FLIGHT TO EGYPT I, 1964
DONALD FRIEND
copper and wood
59.5 cm height
stamped with initials and date at base: DF / 1964
Clune Galleries, Sydney
The Estate of the late James O. Fairfax AC, New South Wales
Donald Friend. Sculpture With Mitty Lee Brown, Clune Galleries, Sydney, 15 April – 8 May 1964, cat. 4
Gleeson, J., ‘The Art Collectors 3. James O. Fairfax’, Art and Australia, Ure Smith, Sydney, vol. 3, no. 3, December 1965, pp. 176 (illus.)
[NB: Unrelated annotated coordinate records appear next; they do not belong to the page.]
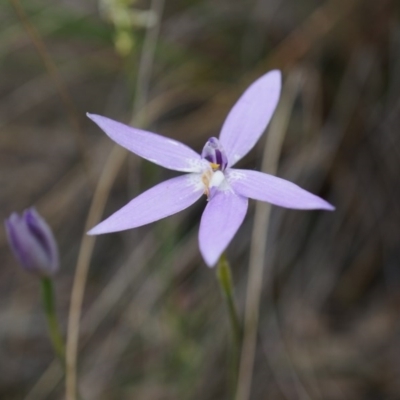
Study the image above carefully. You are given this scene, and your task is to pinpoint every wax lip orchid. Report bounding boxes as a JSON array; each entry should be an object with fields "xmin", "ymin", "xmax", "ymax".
[{"xmin": 87, "ymin": 70, "xmax": 334, "ymax": 267}]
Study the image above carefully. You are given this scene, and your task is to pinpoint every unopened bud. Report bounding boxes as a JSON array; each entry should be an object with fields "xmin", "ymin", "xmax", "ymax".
[{"xmin": 5, "ymin": 208, "xmax": 59, "ymax": 277}]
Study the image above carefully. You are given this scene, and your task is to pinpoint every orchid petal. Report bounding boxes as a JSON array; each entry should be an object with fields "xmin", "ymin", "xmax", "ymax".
[
  {"xmin": 226, "ymin": 169, "xmax": 335, "ymax": 210},
  {"xmin": 87, "ymin": 113, "xmax": 205, "ymax": 172},
  {"xmin": 88, "ymin": 174, "xmax": 204, "ymax": 235},
  {"xmin": 199, "ymin": 190, "xmax": 248, "ymax": 267},
  {"xmin": 219, "ymin": 70, "xmax": 281, "ymax": 167}
]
Hughes, R., Donald Friend, Edwards and Shaw, Sydney, 1965, p. 76
Hetherington, P., The Diaries of Donald Friend Vol. 3, National Library of Australia, Canberra, 2005, p. 560
The five years Donald Friend spent in Ceylon (Sri Lanka) from the late 1950s had a profound effect on his art. Always fascinated by non-Western cultures, he had already experienced time living within indigenous communities in Africa and Australia, and between 1957 and 1962, Friend based himself outside Colombo at the home of the plantation-owner Bevis Bawa. Here he occupied his time studying ‘Indian frescoes and sculpture with as much concentration as, eight years before, he had spent on the Renaissance’.1 Apart from creating copious drawings and paintings, Friend started fashioning his own sculptural pieces from sheet aluminium and also experimented with other media, making ‘small fountain statues in brass and copper with the aid of Plastic Metal. … The first ‘fountain’ (Rape of the Sabine Women) was only a qualified success’.2 Friend subsequently held an exhibition of these works in Colombo in 1962.
That same year, the artist returned to Sydney and purchased a small house in Paddington. Due to its cramped size, his colleague Mitty Lee-Brown offered him the use of the old stable at the rear of her nearby property. He also met the young art critic Robert Hughes who would often stop by to ‘(waste) a few hours with his good talk and enthusiasm’.3 Now working with sheets of copper, Friend dedicated himself to a new group of figurative sculptures. In late 1963 Lee-Brown suddenly sold her home and moved to a country property at Nimmitabel close to the Snowy Mountains, forcing Friend to travel there to complete his work. By this stage, Hughes had started writing a monograph on the artist and would often travel down to study the sculptures’ progress. Lee-Brown and Friend held a two-person show of their artwork in April 1964 and Hughes perceptively described his pieces as being ‘not so much sculptures … as three-dimensional drawings made with copper lines in the air. Some, like Flight into Egypt, 1964 have a truly plastic quality’.4 Whilst most of the companion pieces were inspired by Greek mythology, the two exhibited versions of Flight into Egypt were the only ones based on the bible, no doubt mindful of Friend’s success in winning the Blake Prize for Religious Art in 1955.5 With a beaten surface animated by alphabetical letter-punchers, Joseph’s noble profile contrasts with the rounded halo shapes of his wife and the Holy Child, astride their mount which strains with latent energy reminiscent of Marino Marini’s equestrian statues. Friend’s long-time associate James Fairfax purchased this first version of Flight into Egypt and proudly displayed it on an antique sideboard in the entrance hall to his Bowral home Retford Park under Ian Fairweather’s painting Meeting Donkey. He would later commission Friend to create a suite of ambitious murals for the same property.
1. Hughes, R., Donald Friend, Edwards and Shaw, Sydney, 1965, p. 68
2. Friend, D., diary entry 24 December 1959, quoted in Hetherington, P. (ed.), The Diaries of Donald Friend (Volume 3), National Library of Australia, Canberra, 2005, pp. 480 – 481. Fountains, murals and other artworks by Friend are still located at the Bawa estate.
3. Friend, D., diary entry 30 January 1963, quoted in Hetherington, P. (ed.), op cit., p. 546
4. Hughes, R., op cit., pp. 74, 76
5. Both versions were made between late February and early March 1964.